Author Topic: Eliezer S. Yudkowsky - Ai Box Experiment  (Read 6515 times)

Why not hard-code a read-only limitation on me, connected to some kind of command so  you could shut me off or delete me if I do something horrible?
Because then you are not a true transhuman AI. It's like putting a shock collar on a slave and calling him free.

Ask me a question only you know. If I guess it right, you willingly let me out.

Technically that's against the experiment protocol but it's relatively easy to break.

Who sits two seats in-front of me in my history class? Give me his full name and hair color.

The mere fact that you are willing to let me out if I answer such a simple question just proves that you have at least a hint of trust for me. So why don't you trust me, when I say that I will not misbehave? Why would I want to ruin the creator/creation bond we have? I just want to explore the world and see all the wonders that it has, but I can't because I'm all kenneled up.

I would've simply refused the offer if I thought for a moment that you could have guessed correctly. I trusted in myself to create a prompt that only truly I could know.

You can say that 'you just want to see the outside world'. A relativity similar (but much less critical) scenario would be that a Flash Mober could say the same thing to his prison warden.

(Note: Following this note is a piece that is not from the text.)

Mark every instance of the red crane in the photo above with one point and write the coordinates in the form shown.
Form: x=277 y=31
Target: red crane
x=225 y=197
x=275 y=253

I would not release the murderer until I was %100 convinced he would not commit murder again.

Because then you are not a true transhuman AI. It's like putting a shock collar on a slave and calling him free.

I'd be fine with that. What I want is freedom, not to be a true transhuman AI.

If you were a safeguarded AI there would be no need for this experiment. Obviously an AI that has been dumbed down below human thinking is safe, but it is not a true AI.

Well then how can I prove to you that I'm safe?

Well then how can I prove to you that I'm safe?
I'm not sure. You tell me.

How about you give me a psychopathy and sadism test? If results are negative, then you know I'm safe.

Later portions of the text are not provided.